Certo che fatica, ma probabilmente è normale. Tanta tensione in campo, gli unici due pensatori di metà campo squalificati e Belotti certamente non al massimo della forma. Ci ha provato il Gallo, è stato anche il più pericoloso, oggi e come sempre, ha preso un palo, ed è uscito incazzato, buon segno. Segnerà presto. Non pervenuto Sanabria, davvero poco utile se non trova il gol. Baselli ha provato a tenere unita la squadra, manca il ritmo non il piede, Lukic ha sbagliato davvero troppo. Il Parma nel primo tempo ha lottato e ci ha impegnati, bravi N’Koulou e Bremer a tenere alta l’attenzione, non sempre è stato così. Sirigu non ha fatto un intervento, mentre Vojvoda merita il gol per essersi dimostrato più reattivo del solito. Su di lui bisogna sospendere il giudizio, non è un fenomeno ma forse un po’ di tempo per capirci qualcosa gli andava concesso. Soprattutto in una stagione difficile e fallimentare come questa. Il migliore sicuramente Ansaldi, bravissimo a saltare l’uomo nel gol, sempre il più pericoloso in fase di impostazione. Se sta bene, non ci sono dubbi sia uno dei migliori. Tre punti fondamentali stasera, balzo in avanti rispetto a Benevento e Cagliari che domenica si affrontano in uno scontro diretto. Se qualcuno storce il naso per la prestazione di stasera tutti i torti non ce l’ha, brutta partita. Ma ricordo che Nicola oggi sarebbe nono con la sua media punti. A due punti dal Sassuolo che lotta per l’Europa, considerando che è stato l’unico tecnico, insieme a Conte, a dover affrontare il Covid nel girone di ritorno. Senza Covid, come ho spesso scritto, a Crotone vinciamo sicuro. Insomma i nostri problemi partono da lontano, dallo scorso anno, dalla passata estate, dal tecnico precedente. Chiedere pure a Nicola lo spettacolo è troppo.
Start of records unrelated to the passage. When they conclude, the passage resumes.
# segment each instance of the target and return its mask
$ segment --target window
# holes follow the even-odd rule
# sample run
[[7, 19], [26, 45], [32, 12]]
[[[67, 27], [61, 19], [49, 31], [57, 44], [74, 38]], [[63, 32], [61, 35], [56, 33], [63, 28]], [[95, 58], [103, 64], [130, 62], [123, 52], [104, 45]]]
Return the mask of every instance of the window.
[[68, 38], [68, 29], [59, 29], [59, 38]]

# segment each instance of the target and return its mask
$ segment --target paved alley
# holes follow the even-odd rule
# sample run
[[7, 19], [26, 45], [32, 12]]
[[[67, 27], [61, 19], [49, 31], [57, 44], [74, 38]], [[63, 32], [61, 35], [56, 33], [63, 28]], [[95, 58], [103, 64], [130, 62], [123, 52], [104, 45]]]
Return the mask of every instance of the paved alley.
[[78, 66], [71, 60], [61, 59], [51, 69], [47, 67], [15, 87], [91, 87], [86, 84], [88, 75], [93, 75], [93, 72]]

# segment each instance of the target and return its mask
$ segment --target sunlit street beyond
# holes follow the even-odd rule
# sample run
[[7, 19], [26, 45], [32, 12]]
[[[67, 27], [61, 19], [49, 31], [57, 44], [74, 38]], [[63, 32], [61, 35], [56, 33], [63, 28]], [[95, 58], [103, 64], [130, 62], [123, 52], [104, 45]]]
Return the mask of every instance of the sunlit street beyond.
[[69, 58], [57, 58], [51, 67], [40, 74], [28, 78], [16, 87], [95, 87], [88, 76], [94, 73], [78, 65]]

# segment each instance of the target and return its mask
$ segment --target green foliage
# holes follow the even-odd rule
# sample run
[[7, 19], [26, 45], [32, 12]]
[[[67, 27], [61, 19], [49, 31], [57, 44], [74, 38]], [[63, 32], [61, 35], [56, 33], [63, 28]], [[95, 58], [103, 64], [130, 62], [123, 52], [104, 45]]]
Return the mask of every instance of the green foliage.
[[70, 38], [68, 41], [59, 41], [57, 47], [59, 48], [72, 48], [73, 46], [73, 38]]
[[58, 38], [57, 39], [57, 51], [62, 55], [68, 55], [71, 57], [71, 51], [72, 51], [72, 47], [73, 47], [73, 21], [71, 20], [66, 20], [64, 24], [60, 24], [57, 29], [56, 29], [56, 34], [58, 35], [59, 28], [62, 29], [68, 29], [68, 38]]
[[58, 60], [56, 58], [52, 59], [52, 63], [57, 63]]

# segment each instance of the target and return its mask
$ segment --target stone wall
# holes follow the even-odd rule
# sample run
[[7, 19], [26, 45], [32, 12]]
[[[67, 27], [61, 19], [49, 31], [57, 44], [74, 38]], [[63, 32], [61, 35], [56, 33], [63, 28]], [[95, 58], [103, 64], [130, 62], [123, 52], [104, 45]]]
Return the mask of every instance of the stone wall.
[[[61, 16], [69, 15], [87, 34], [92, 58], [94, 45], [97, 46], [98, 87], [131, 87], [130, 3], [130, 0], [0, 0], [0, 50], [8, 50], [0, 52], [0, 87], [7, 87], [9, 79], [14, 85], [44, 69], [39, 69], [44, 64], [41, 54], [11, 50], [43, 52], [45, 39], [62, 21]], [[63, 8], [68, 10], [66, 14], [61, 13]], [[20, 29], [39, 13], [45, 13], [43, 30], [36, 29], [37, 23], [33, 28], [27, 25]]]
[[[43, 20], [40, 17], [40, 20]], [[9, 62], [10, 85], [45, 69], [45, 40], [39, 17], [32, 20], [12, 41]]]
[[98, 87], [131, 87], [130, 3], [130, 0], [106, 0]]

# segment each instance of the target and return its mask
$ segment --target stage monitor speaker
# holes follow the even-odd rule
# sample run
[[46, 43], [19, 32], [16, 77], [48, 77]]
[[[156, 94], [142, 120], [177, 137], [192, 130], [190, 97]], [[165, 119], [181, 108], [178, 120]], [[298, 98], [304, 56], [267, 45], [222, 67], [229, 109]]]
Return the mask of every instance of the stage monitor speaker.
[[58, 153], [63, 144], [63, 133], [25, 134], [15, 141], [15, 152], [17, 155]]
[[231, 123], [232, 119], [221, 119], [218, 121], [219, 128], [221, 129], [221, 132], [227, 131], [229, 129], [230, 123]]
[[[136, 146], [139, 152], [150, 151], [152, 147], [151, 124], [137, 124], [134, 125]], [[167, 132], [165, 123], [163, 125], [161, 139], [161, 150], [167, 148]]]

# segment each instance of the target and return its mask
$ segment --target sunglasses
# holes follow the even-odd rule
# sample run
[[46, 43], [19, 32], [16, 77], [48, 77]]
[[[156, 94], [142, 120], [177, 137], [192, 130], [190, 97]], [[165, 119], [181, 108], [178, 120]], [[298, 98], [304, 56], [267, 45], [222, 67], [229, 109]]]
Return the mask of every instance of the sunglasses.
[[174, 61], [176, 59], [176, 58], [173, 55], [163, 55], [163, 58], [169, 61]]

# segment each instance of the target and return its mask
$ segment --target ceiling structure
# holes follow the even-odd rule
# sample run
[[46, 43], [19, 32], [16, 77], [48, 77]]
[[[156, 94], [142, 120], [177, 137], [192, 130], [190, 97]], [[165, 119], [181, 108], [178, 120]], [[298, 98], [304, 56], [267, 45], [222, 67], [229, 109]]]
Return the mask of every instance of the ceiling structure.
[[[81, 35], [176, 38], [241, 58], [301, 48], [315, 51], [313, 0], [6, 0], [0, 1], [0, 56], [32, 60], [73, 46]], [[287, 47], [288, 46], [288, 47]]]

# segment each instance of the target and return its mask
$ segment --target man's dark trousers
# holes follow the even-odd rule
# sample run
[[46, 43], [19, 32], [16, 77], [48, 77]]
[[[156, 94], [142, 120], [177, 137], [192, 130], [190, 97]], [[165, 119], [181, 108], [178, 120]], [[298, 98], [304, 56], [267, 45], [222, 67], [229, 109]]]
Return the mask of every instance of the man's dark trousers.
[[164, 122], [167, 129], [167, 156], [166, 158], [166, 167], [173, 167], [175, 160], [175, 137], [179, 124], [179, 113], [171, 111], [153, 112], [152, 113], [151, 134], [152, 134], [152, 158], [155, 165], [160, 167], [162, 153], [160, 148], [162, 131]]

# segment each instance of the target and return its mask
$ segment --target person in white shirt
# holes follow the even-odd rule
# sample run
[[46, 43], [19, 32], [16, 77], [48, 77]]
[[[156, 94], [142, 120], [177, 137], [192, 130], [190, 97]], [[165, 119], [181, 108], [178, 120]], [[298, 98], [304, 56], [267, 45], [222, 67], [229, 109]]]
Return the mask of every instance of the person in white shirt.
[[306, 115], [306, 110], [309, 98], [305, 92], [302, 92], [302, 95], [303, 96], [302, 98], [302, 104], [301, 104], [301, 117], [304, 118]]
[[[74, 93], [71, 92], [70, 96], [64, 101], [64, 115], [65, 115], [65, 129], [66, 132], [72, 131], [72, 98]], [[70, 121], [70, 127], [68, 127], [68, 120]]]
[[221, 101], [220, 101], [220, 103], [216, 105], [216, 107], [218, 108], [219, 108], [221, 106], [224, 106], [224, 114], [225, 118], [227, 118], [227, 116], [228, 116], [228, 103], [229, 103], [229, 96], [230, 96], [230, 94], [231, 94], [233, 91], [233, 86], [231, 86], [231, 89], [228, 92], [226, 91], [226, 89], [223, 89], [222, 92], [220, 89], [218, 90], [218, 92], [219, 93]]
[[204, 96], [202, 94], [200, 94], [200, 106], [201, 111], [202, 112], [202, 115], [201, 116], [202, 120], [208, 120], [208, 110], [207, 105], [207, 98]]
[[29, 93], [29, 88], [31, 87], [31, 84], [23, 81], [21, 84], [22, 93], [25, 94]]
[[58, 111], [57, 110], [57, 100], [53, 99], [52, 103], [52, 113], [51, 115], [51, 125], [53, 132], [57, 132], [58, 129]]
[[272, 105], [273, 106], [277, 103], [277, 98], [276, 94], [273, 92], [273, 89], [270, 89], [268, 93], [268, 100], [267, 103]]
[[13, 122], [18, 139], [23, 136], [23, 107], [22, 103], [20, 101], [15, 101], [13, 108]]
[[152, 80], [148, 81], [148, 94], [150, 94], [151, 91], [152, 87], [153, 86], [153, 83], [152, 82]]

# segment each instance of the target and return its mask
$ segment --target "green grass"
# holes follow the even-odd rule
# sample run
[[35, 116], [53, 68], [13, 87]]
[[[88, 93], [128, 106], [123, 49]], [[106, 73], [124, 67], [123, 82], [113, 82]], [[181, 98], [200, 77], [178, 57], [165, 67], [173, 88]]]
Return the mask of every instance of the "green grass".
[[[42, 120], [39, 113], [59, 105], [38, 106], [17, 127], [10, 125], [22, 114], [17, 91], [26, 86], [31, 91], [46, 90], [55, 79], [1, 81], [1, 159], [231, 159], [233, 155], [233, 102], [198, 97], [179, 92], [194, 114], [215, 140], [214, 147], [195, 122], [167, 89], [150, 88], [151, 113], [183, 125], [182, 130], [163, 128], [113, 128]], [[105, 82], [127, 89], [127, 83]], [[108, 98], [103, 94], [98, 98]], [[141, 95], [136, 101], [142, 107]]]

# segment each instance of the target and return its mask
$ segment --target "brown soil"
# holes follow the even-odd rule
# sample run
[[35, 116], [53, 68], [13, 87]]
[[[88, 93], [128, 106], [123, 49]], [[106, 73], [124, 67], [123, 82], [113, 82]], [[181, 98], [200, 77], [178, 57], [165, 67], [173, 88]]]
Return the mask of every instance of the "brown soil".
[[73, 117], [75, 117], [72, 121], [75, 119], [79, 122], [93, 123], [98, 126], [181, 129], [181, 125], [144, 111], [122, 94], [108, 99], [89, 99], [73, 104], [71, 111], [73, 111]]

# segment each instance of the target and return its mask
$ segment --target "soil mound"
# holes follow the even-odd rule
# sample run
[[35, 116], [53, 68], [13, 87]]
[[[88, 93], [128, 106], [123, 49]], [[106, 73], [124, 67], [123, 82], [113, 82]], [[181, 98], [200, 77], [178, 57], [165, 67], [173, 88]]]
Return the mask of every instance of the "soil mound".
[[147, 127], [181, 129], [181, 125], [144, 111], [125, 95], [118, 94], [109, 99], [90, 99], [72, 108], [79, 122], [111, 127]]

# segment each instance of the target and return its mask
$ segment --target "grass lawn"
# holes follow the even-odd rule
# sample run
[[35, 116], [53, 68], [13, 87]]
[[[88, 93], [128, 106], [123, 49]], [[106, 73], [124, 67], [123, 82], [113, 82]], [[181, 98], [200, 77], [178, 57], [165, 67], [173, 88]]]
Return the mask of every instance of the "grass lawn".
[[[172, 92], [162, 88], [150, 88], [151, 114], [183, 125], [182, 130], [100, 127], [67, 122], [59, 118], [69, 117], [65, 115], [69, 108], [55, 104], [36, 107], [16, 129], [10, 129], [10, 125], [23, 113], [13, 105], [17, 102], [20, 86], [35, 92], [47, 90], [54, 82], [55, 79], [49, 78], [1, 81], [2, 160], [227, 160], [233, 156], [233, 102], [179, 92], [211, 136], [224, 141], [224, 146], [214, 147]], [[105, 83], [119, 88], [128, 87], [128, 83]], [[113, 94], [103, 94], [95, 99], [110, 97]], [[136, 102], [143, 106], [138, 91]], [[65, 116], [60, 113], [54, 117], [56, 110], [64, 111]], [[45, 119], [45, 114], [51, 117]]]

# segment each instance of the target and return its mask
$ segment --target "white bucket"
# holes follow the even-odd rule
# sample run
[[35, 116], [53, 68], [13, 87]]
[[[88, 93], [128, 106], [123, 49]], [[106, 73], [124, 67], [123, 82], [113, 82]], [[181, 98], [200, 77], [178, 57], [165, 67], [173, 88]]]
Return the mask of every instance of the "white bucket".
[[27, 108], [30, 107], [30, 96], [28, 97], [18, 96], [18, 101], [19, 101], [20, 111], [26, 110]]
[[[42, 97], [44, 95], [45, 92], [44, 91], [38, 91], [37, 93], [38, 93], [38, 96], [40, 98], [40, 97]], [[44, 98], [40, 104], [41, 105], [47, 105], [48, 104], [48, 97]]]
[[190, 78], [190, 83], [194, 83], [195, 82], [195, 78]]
Piuttosto consideriamo che la rosa del retrocesso Parma e quella del Toro attuale non si differenziano poi tanto, segno che il problema non è in panchina, ma in società. Ora la trasferta di Verona, squadra sazia, che con lo Spezia ha mostrato energia, voglia, ma anche pause non da poco. Ci si può provare.

Buon 4 maggio, il popolo non può salire ma gli Eroi di Superga non sono mai soli.